Di puncak megah Pegunungan Sanggabuana, sebuah fenomena yang merinding telah menguak. Ritual tak lazim, di mana celana dalam dianggap sebagai pintu gerbang untuk membuang sial, melingkupi atmosfer dengan nuansa yang menggetarkan. Konon celana dalam tadi akan dibawa peri hutan. Ini adalah lebih dari sekadar sebuah upacara – ini adalah kepercayaan yang menghidupkan pegunungan dengan aura yang magis.
Ketua Ekspedisi Flora dan Fauna Pegunungan Sanggabuana, Bernard T Wahyu, telah mengungkapkan bahwa dunia tersembunyi ini terbuka bagi mereka yang memburu rahasia dan berani menyentuh batas kepercayaan. Saat ekspedisi meluncur di balik lebatnya pepohonan, terungkaplah rahasia gelap di balik empat mata air suci: Pancuran Mas, Pancuran Kejayaan, Pancuran Kahuripan, dan Pancuran Sumur Tujuh.
Namun, tidak hanya mata air yang memberikan semangat pada ritual ini. Makam-makam yang tertidur di bawah dedaunan dan batu-batu kuno juga ikut berdansa dalam ritual ini. Makam Eyang Haji Ganda Mandir, Taji Malela, Kyai Bagasworo, Ibu Ratu Galuh, Eyang Abdul Kasep, Eyang Sapujagat, Eyang Langlang Buana, Eyang Jagapati, dan Eyang Cakrabuana, semuanya berperan dalam upacara yang menyentuh sisi gaib dari gunung ini.

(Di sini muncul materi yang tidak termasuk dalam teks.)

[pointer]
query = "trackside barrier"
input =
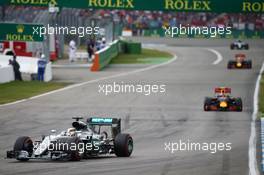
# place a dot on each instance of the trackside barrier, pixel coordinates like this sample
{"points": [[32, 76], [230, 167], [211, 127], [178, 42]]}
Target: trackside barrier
{"points": [[6, 74], [103, 57], [28, 65], [262, 143]]}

BACA JUGA:Presiden Apresiasi Para Pelaku Batik di Tanah Air di Gelaran Batik Nusantara
Luar biasa, ritual ini tidak hanya mencengkeram hati dan pikiran, tetapi juga menggenggam dompet. Bernhard T Wahyu menjelaskan bahwa setiap orang yang berani menembus tirai gaib ini diwajibkan membayar tarif sekitar Rp 250 ribu per kepala. Ini bukan hanya sekadar membayar panduan spiritual, melainkan juga "ubo rampenya," elemen yang memiliki makna lebih dalam dalam pelaksanaan ritual ini.
Namun, keindahan mistis ini memiliki sisi lain yang lebih kelam. Di balik tirai kepercayaan yang terhampar di Pegunungan Sanggabuana, ada cerita kelam tentang pencemaran lingkungan dan ketidakpastian kesehatan. Sampah-sampah celana dalam dan berbagai barang yang ditinggalkan menodai kecantikan alam, mengotori pancuran-pancuran suci dan mengotori aliran air yang jernih. Pertanyaan mengerikan muncul: apakah pengunjung, yang datang dengan harapan berkah, membawa juga penyakit yang tak terlihat?

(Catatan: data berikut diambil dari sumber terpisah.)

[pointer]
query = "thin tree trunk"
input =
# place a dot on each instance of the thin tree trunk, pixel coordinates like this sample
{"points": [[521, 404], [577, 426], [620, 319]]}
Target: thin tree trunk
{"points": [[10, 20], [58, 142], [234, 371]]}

Sebagai seorang penjelajah yang peduli akan keaslian dan keberlanjutan, Bernhard T Wahyu menggarisbawahi urgensi penelitian lebih lanjut terkait sejarah dan budaya di balik ritual ini. Apakah makam-makam dan situs-situs ini memiliki nilai cagar budaya atau sejarah yang layak dijaga? Pertanyaan ini melingkupi pengamatan kritis terhadap fenomena yang begitu dramatis ini.